Read Echoes of a Distant Summer Online
Authors: Guy Johnson
The ride to the central bus station at First and Mission was short despite the traffic. Deleon disembarked with the rest of the passengers. He wandered through several small diners and eateries then hurried out to where the commuter buses were loading. He stood in line to board a bus bound for Gilroy and caused consternation in his two followers. Martinez hurriedly sent Diaz to buy tickets for Gilroy. Deleon waited for Diaz to return with the tickets before he stepped out of line and wandered back into the main hall of the bus station. He saw Martinez go to one of the phone booths. Deleon didn’t want that. He then trotted out toward the loading area again. When he was sure Martinez and Diaz were following him, he took a detour down to the terminal’s lower level, to a little-used bathroom at the far end of a poorly lit hall.

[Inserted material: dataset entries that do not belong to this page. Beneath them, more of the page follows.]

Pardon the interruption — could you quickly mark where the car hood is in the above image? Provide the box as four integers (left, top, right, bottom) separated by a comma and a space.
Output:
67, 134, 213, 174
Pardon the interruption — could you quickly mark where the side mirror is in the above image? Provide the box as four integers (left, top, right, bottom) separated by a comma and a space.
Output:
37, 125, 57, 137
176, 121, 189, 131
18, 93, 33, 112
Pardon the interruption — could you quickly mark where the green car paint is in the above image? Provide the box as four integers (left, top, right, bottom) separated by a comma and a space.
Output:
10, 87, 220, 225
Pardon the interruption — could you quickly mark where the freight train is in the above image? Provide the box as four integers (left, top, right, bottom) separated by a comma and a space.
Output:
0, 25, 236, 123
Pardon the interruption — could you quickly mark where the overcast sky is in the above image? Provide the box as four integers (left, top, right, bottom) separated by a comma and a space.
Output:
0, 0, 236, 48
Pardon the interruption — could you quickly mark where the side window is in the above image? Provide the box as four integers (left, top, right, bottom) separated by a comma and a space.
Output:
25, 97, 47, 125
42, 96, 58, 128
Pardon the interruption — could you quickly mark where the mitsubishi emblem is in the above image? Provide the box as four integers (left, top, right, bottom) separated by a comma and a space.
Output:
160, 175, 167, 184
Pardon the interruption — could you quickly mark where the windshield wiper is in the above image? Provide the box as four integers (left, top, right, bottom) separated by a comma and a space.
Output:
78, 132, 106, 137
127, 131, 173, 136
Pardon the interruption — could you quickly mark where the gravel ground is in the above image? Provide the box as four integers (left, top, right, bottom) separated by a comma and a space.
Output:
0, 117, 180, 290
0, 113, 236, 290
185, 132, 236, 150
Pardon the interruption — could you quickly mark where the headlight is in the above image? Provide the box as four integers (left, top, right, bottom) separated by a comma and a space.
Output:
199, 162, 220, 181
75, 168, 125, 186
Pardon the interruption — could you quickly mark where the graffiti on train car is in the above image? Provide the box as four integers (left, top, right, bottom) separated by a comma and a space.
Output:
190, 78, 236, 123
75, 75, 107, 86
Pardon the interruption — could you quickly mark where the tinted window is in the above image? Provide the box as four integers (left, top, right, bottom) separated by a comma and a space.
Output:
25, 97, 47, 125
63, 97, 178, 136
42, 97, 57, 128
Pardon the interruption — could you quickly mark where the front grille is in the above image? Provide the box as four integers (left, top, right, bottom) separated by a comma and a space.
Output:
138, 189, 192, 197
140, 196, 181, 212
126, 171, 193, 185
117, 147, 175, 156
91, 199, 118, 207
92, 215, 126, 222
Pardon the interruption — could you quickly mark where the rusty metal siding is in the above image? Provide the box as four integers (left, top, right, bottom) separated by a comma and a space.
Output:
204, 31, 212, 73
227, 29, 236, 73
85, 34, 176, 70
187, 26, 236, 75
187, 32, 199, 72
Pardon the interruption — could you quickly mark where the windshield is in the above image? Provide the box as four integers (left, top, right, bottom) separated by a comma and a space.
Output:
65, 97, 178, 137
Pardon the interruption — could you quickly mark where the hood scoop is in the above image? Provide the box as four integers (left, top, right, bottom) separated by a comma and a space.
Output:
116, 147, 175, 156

He was exultant when he entered the bathroom and found it empty. Deleon unsheathed the seven-inch blade of his knife and pulled some paper towels from the rack to cover it. He had just turned on the water in one of the sinks when Martinez entered the bathroom. Diaz remained at the door, keeping a lookout. The expression on Martinez’s face gave a clear picture of his frustration and anger as he walked toward Deleon. It was obvious that he intended to punish Deleon for leading them on a wild goose chase. Deleon, pretending to be wiping his hands on the paper towels, started forward to meet Martinez, a smile on his face.
Martinez was in no mood to play. He growled in his thick Cuban accent, “What you t’ink you doin’, you stupid fuck? You t’ink we got time to play with your fucking ass?”

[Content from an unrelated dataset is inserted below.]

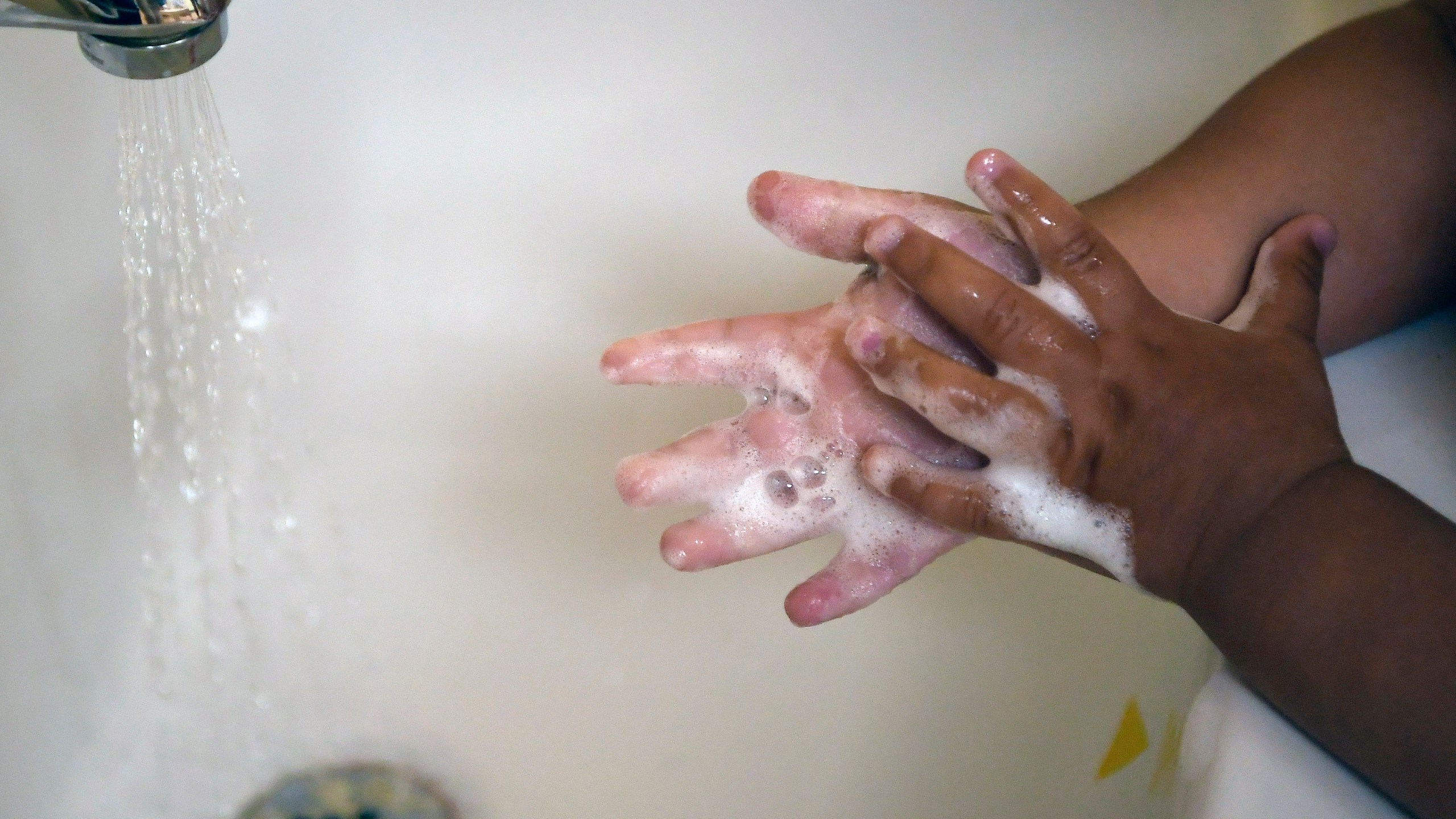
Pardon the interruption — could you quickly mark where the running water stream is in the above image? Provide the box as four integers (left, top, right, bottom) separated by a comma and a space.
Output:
119, 70, 369, 819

“It’s a beautiful day to ride public transportation,” Deleon replied, maintaining the smile on his face as he kept the knife hidden in the paper towels.
Martinez said, “You need a lesson, punk, and I goin’ to give it to you!” He dropped down into a crouch, ready to kick or punch depending upon the opening. He feinted quickly with his left hand, and Deleon the fool moved directly into the path of his right. Martinez smiled; this was almost too easy. His right hand snaked out, driving for the throat. He was surprised when Deleon ducked under it and even more surprised to see that Deleon wanted to close with him. Martinez was still
going forward; his momentum wouldn’t allow him to stop. He tried to adjust and turn as Deleon moved to his right. He didn’t even see the knife until the last moment, just before it sliced through his neck. There was a searing pain and a whistling noise. He tried to call out to Diaz, but there was no sound. Then he saw the floor rushing up at his face.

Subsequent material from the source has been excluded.